Fetal surgery is done when the fetus is not expected to live long enough to make it through to delivery or to live long after birth unless fetal surgery is performed. For instance, if a fetus has a severe form of congenital diaphragmatic hernia, in which the liver is located in the chest and lung development is severely restricted, fetal surgery is done to lessen the severity of the problem and permit the baby to live to birth to undergo further corrective surgery.

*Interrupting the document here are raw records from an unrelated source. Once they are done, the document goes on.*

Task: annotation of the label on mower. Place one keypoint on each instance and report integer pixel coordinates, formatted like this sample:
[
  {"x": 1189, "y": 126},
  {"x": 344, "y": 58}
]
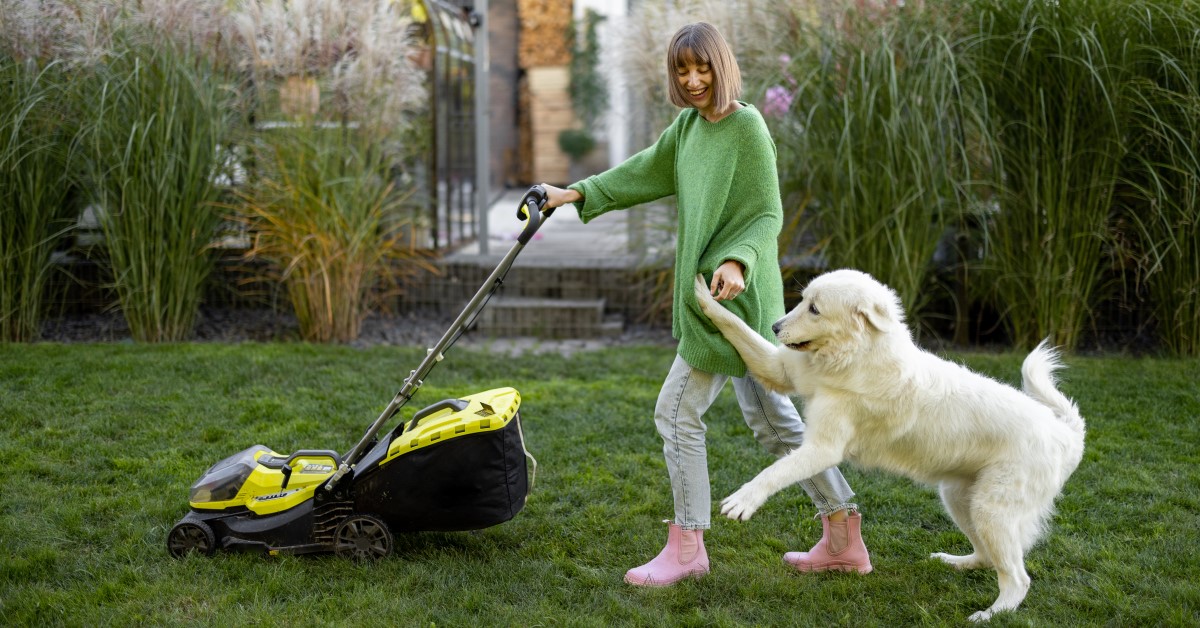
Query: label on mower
[
  {"x": 317, "y": 468},
  {"x": 274, "y": 496}
]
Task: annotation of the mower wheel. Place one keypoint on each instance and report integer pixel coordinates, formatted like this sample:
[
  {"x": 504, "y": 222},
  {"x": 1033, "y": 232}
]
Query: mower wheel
[
  {"x": 191, "y": 536},
  {"x": 363, "y": 537}
]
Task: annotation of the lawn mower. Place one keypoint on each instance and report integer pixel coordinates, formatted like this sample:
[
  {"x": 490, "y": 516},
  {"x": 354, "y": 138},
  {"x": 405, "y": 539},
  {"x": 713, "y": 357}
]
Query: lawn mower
[{"x": 457, "y": 465}]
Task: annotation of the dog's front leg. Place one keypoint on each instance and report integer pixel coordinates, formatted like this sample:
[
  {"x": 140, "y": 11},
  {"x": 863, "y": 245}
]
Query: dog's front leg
[
  {"x": 801, "y": 464},
  {"x": 761, "y": 357}
]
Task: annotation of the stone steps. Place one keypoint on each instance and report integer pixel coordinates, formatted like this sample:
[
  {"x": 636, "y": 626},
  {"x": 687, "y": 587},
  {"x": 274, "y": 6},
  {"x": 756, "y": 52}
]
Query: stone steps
[{"x": 547, "y": 318}]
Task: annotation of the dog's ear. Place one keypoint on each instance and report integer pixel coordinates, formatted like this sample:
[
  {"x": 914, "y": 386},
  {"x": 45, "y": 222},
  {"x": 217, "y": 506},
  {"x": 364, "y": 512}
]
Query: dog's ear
[
  {"x": 882, "y": 311},
  {"x": 876, "y": 315}
]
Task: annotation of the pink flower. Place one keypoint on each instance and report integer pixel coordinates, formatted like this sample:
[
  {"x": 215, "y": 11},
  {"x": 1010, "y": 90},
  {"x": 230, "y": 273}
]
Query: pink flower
[{"x": 778, "y": 101}]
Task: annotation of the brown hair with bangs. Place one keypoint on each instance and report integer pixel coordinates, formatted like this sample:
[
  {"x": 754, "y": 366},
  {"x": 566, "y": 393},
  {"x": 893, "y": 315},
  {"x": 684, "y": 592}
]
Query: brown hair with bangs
[{"x": 702, "y": 43}]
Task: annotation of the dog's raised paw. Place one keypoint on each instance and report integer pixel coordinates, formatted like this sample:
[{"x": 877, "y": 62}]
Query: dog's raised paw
[{"x": 742, "y": 504}]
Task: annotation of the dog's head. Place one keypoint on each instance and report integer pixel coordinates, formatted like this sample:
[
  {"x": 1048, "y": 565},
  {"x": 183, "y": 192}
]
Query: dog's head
[{"x": 839, "y": 314}]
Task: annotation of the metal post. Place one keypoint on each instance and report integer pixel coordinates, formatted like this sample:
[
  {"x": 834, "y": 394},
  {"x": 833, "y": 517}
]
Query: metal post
[{"x": 483, "y": 125}]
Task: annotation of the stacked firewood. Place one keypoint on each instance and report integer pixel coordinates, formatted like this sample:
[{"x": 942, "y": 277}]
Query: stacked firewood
[{"x": 544, "y": 29}]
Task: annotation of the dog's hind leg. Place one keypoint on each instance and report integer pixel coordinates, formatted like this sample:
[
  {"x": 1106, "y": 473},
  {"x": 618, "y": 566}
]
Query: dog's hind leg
[
  {"x": 957, "y": 498},
  {"x": 997, "y": 521}
]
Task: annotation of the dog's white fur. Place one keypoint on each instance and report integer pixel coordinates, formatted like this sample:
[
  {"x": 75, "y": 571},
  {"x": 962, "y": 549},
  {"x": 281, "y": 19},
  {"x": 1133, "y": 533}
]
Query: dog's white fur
[{"x": 999, "y": 456}]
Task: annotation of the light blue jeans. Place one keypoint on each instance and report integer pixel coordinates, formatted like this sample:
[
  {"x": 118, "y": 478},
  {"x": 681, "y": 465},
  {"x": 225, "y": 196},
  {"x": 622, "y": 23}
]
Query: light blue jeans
[{"x": 687, "y": 394}]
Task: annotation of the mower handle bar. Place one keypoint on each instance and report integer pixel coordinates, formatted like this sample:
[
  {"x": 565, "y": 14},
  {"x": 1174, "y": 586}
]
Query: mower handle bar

Fetal surgery can be done in various ways. Fetoscopic surgery uses a fiberoptic scope to enter the uterus through small surgical openings. The aim is to correct congenital malformations (birth defects) without major incisions and without removing the fetus from the womb. This is generally less traumatic than open fetal surgery and reduces the chances of preterm (premature) labor.
Open fetal surgery requires a hysterotomy (opening of the uterus). The fetus is partially removed from the uterus so that the area of the fetus to be operated on is exposed. After surgery, the fetus is returned to the uterus and the uterus is closed.
Surgery on the fetus may be done on the fetus after a Cesarean section, but before the cord is cut, so that the fetus is sustained by the mother's placenta and does not have to breath on its own. This method, known as an EXIT (ex utero intrapartum treatment) is employed when the fetus suffers from a congenital defect that blocks the airway. By the time the cord is cut and the baby has to breath, he or she has a clear airway.
Fetal tumors can sometimes be treated before birth. For example, benign sacrococcygeal tumors can grow very large and be life-threatening. Guided by ultrasound, radiofrequency ablation can cut off blood supply to the tumor. This hinders the tumor's growth so that the fetus can survive until it is delivered, and then after birth the tumor can be safety removed.